Professor Dmitri Kilin
Department of Chemistry and Biochemistry
North Dakota State University
Fargo, ND
George P. Williams, Jr. Lecture Hall, (Olin 101)
Wednesday, Oct. 2, 2019, at 3:00 PM
There will be a reception in the Olin Lounge at approximately 4 PM following the colloquium. All interested persons are cordially invited to attend.
ABSTRACT
Colloidal semiconductor nanostructures demonstrate favorable tuning of the optoelectronic properties facilitated by quantum confinements. The interpretation, understanding, and optimization of fabrication and characterization of nanostructures are assisted by computational modeling of excited state dynamics at the atomistic level.

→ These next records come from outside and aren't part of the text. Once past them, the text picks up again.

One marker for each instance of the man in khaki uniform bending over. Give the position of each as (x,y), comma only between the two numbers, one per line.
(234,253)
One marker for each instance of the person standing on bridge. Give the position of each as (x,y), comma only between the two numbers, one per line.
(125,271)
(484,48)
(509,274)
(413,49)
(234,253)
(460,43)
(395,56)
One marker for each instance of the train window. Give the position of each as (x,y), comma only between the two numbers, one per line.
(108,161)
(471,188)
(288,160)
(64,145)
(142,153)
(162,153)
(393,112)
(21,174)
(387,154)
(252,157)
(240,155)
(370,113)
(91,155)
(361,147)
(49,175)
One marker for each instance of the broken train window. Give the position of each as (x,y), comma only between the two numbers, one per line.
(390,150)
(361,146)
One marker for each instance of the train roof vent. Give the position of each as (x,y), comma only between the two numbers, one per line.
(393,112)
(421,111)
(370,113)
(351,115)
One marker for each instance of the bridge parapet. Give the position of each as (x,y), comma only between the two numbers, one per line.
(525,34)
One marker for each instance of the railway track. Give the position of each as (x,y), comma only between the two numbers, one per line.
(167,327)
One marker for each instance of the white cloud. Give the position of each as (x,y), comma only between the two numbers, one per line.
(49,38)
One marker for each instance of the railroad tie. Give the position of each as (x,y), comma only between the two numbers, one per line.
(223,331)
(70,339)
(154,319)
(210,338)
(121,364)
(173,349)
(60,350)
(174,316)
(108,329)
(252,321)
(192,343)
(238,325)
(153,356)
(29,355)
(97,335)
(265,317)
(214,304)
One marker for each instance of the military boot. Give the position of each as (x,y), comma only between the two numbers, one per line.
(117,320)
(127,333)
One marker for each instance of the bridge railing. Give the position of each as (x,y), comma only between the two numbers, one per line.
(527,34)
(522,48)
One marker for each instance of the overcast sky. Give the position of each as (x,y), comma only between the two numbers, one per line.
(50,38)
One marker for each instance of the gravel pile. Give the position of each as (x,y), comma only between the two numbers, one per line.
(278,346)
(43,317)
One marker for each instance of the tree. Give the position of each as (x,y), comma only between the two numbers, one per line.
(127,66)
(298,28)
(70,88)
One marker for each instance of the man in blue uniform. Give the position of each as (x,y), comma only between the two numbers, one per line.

Dynamics of heat and light activated processes is contributed by simultaneous evolution of (I) nuclear and (II) electronic degrees of freedom. (I) The dynamics in nuclear degrees of freedom is dictated by heights of activation barriers and mechanisms to overcome such barriers, including tunneling. A recently developed time dependent excited state molecular dynamics (TDESMD), has been applied to investigate overcoming of barriers in polymerization reactions for cyclohexasilane (Si6H12) precursors for fabrication of solid silicon nanoparticles. (II) Photoinduced dynamics of electronic degrees of freedom is useful in computational characterization of semiconductor nanostructures. Two important factors provide contribution to efficiency, quantum yield (QY), and line-shape of photoluminescence (PL) signal in photoexcited colloidal nanostructures: (a) cascading process of hot carriers cooling via non-adiabatic dissipation of electronic excitation energy to lattice vibrations and (b) distribution of transition energy and oscillator strength in an ensemble, also related to exciton-to-phonon coupling, providing quantitative way to assess thermal broadening of the PL lineshape. The first principles modeling demonstrated correlation between temperature and PL lineshape of Si-quantum dots. The radiative and nonradiative relaxation and multi-exciton processes in methylammonium lead-halide MAPbI3 quantum dots are all found to be affected by quantum confinement, that positively affects PLQY. For nanostructures composed of heavy elements, such as CsPbBr3 colloidal quantum dots, the spin-orbit interaction is found to enable spin-forbidden transitions and to provide additional splitting between transitions energies of states involved in PL and affect rates and efficiencies of the PL. Nanostructures with periodicity such as nanowires and nanotubes provides specific spectral signatures, especially for materials that carry indirect gap feature in bulk form. Electronic transitions with change of electron’s momentum introduce additional pathways of nonradiative relaxation, which facilitate cooling of hot charge carriers.